The cooks on the slowtravel community forums have been working on a new cooking challenge - instead of each of us preparing the same recipe each week, we are preparing our own appetizer - or Small Bite - that uses a specific main ingredient. So far we have tackled shrimp, crab, sun-dried tomatoes, avocado, goat cheese, smoked salmon, pecans, pumpkin, olives, mushrooms, ginger, cranberries and potatoes. This week Sandi selected our ingredient and she went with brie. There goes the diet!
It was hard to find a brie recipe that I liked. So many of them involved lots of butter, brown, sugar, and other bad stuff. Don't get me wrong - sweet brie appetizers are really, really good but it sure isn't what I should be eating right now.

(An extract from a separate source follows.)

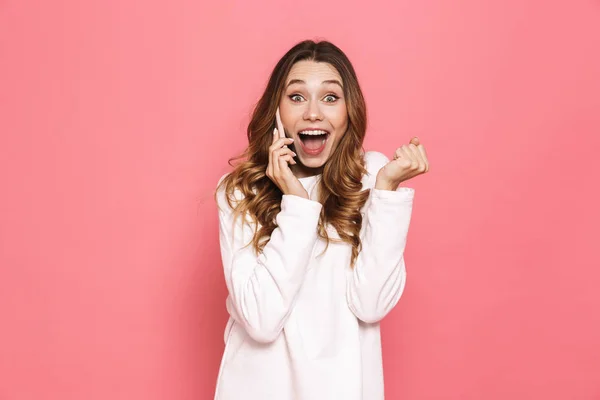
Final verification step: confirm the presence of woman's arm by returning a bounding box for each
[217,178,322,343]
[346,152,415,323]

I had decided to make a brie and apple soup that I planned on serving in shot glasses with apple chips as a garnish. Then we spent the day making 59 dozen cookies. The soup plan went out the window! I needed something quick and easy. Enter these tarts . . .

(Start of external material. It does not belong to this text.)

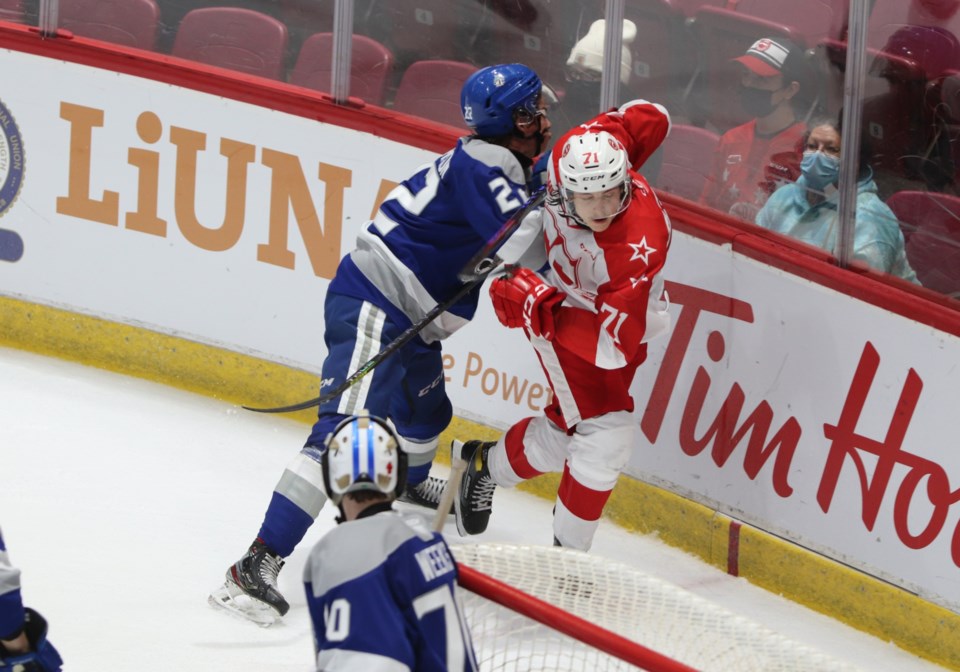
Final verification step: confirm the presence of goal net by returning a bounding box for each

The original recipe called for prepared phyllo cups - something that is a challenge to find here in Canada. Happily I had a sheet of puff pastry in the fridge so I used that instead. This added significantly to the fat content of the tarts but all things in moderation . . .
The result was excellent. These tasted great and were quick. Another one of those recipes that is far more impressive than the amount of effort needed to get it on the table would warrant.
Brie and Leek Tarts
1 medium leek (white portion only), finely chopped
3 tablespoons butter
1 garlic clove, minced
1/2 cup heavy whipping cream
Dash salt and white pepper
Dash ground nutmeg
1 sheet puff pastry, thawed
2 ounces Brie cheese, rind removed
In a small skillet, saute leek in butter until tender. Add the garlic; cook 1 minute longer.
Stir in the cream, salt, pepper and nutmeg; cook and stir for 1-2 minutes or until thickened.
Cut the sheet of puff pastry into 12 squares. Place a square of pastry into each cup of a small muffin pan. Fold the pastry so that it forms a shell.
Slice cheese into 12 pieces; place one piece in each tart shell. Top each with 1-1/2 teaspoons leek mixture.
Bake at 425° for 10 - 15 minutes or until the puff pastry is golden. Refrigerate leftovers (if there are any!). Yield: 12 appetizers.
Yum! Jerry, I love the idea of leeks with the brie instead of a sweet application.
I'll be trying this one for sure.
Posted by: Deborah | December 06, 2009 at 03:17 PM
Jerry, you always come up with the best recipes!